Das Geheimnis der Textilherstellung: Quecksilber-UV-Lampen
Haben Sie sich schon gefragt, warum manche bedruckten Stoffe perfekt aussehen, während andere bereits beim Berühren Flecken bekommen? Das liegt meist daran, was hinter den Kulissen vor sich geht. Die UV-Härtung ist im Grunde genommen die „unsichtbare Klammer“ in der Textilindustrie. Wir verwenden industrielle Quecksilberdampflampen, um eine chemische Reaktion in Gang zu setzen, die Farbstoffe, Resine und Beschichtungen tief in die Fasern einbringt.
Ohne diese hohe Energiequelle würden die Drucke einfach verschmieren und die wasserdichten Beschichtungen würden abblättern. Das ist nicht schön.

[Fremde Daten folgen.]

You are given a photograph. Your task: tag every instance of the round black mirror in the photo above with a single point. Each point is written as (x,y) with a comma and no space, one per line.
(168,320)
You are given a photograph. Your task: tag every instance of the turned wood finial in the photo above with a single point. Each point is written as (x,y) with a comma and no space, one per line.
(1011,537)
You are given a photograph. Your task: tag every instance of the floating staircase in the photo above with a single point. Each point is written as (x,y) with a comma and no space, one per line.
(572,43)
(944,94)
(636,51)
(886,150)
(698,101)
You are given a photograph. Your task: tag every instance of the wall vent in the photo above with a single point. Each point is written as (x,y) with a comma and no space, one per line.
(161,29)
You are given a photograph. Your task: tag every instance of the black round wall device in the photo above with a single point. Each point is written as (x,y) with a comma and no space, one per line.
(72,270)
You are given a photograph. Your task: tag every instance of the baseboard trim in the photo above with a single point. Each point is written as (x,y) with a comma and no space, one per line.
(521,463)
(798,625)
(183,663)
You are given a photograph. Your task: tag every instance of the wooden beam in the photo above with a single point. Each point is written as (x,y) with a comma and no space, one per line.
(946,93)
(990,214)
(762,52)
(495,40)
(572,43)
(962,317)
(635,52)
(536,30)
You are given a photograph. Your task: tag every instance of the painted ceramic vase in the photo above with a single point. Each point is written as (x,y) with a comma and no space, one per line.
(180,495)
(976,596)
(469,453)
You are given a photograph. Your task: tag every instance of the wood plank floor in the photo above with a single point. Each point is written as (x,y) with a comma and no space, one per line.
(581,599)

Die richtige Leistung einstellen
Quecksilberlampen funktionieren dadurch, dass sie den Quecksilberdampf aktivieren, wodurch Kurzwellenstrahlung – hauptsächlich UVC- und UVB-Strahlung – erzeugt wird. Bei großen Industrieanlagen ist es wichtig, auf zwei Dinge zu achten: die Leistungsdichte sowie die Stabilität des Lichtbogens. Je höher die Leistung pro Millimeter ist, desto schneller kann die Produktion ablaufen – ohne dass man sich um die Härtungskraft kümmern muss. Doch man kann einfach nicht einfach nur mehr Energie einsetzen. Die Leistung der Lampe muss zur speziellen Photoinitiator-Kombination in der Tinte passen. Wenn die Wellenlänge auch nur leicht fehlt, entsteht eine klebrige Oberfläche, mit der man kaum umgehen kann.
Mit der Hitze umgehen
Diese Lampen werden sehr heiß – wirklich extrem heiß. Um zu verhindern, dass sie unter diesem Stress schmelzen oder reißen, verwenden wir hochreines Quarzglas. Es kann die Hitze aushalten und lässt die UV-Strahlen ungehindert durch. Zudem verstärken wir die Elektroden, damit die Lampen nicht jedes Mal ausbrennen, wenn man den Schalter ein- und ausschaltet.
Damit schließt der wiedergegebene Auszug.